On-Target/Off-Tumor Toxicity
On-target/off-tumor toxicity occurs when a biologic drug correctly binds its target antigen, but that antigen is also expressed in healthy tissues at lower levels. Immune-engaging antibodies or bispecifics then trigger immune-mediated killing of those normal cells. This risk is especially critical for highly cytotoxic therapies. For pharma developers, on-target toxicity directly constrains the safety margin: if vital organs (e.g. lung, gut, kidney) express the target, the drug dose may need to be lowered to avoid organ damage, potentially compromising efficacy. Late-stage discovery of such toxicity can halt development, leading to trial failures and high costs.
Traditional models often fail to predict this risk. Animal species may not express the human target antigen in the same pattern, or the antibody may not bind animal antigen at all. Immune system differences mean animal immune responses may not mirror humans. As a result, on-target toxicities often only become apparent in first-in-human trials.

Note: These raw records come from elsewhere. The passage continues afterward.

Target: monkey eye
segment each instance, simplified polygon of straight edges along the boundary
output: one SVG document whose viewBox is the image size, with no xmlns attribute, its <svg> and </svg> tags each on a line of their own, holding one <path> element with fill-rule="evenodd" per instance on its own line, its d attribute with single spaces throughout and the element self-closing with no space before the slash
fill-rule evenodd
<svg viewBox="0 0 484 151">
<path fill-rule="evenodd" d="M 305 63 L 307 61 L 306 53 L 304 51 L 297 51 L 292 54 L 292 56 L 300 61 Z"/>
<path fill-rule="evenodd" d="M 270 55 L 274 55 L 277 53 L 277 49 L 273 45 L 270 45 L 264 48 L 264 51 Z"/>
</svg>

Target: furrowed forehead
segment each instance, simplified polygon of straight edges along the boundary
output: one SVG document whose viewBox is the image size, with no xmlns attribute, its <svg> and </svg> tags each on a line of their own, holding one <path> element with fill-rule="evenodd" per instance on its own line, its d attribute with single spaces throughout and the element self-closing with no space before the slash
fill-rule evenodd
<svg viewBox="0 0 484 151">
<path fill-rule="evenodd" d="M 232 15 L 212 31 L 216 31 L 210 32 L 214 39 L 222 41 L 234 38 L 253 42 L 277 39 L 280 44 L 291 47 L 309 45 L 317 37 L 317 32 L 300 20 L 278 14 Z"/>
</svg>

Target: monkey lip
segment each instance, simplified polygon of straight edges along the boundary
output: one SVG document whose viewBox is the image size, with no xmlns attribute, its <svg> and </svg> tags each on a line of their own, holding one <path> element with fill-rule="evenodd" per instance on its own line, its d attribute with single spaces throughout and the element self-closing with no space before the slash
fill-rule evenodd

Multiorgan MPS help by directly using human tissues and immune cells. For example, in Lung-model or Intestine-model seeded with primary human lung or gut epithelium and endothelium, plus flowing human PBMCs, when treated with tumor-targeting bispecific antibodies, these models could reveal precisely which tissues suffer immune attack. For example, in a Lung-model, a high-affinity FOLR1 bispecific induce significant alveolar epithelial apoptosis and CD8^+ T-cell activation (CD69 upregulation). Critically, this will reproduce the on-target lung toxicity seen in non-human primates. Further, in a Colon-model, anti-CEA bispecifics cause dose-dependent immune cell adhesion and killing only where target expression is high. These models also enabled comparison against controls: non-targeting bispecifics (CD3-only) causes no effects, confirming specificity.
Methods and assays: We culture spheroids/organoids or primary cell layers in OrganRX™ Plate with perfused channels. Tissues are matured (~5–10 days) then PBMCs (1×10^6) are introduced along with the biologic drug. We measure tissue injury by cell-death assays (e.g. caspase-3/7 staining, LDH release) and immune activation by flow cytometry (T-cell CD69, CD107a) and cytokine assays. In situ imaging captures immune-cell infiltration. By including multiple tissues in one circuit, we observe off-tumor effects across organs concurrently.
Biomarkers to validate: We focus on indicators of tissue injury (e.g. released LDH, apoptotic markers) and immune activation (CD69^+ T-cells, cytokines IFNγ, TNFα, IL-6, granzyme B). Organ-specific damage markers (e.g. lung surfactant proteins, intestinal tight-junction disruption) can also be monitored. FDA guidance emphasizes demonstrating tissue cross-reactivity; our human data on dose-response and tissue injury patterns directly support safety assessment.
FDA perspective: Regulators consider tissue cross-reactivity a high safety priority for biologics. They expect developers to assess antigen expression in human tissues and characterize potential toxicity mechanisms preclinically. While GLP animal studies are mandatory, agencies recognize their limitations for human-specific targets. Human organ-chip data showing target-dependent injury can strengthen a regulatory submission by clarifying risk and informing clinical dose strategy.
Limitations: Current organ-chip models are short-term (days to weeks), so they best capture acute toxicity. Currently, efforts are underway to model long-term immune memory or chronic inflammation. Donor variability in primary cells can affect reproducibility, requiring multiple replicates. Also, not all organ systems (e.g. nervous or endocrine) are yet incorporated together. Despite these limits, organ-chips provide mechanistic insights into tissue-specific toxicity that animal tests may miss.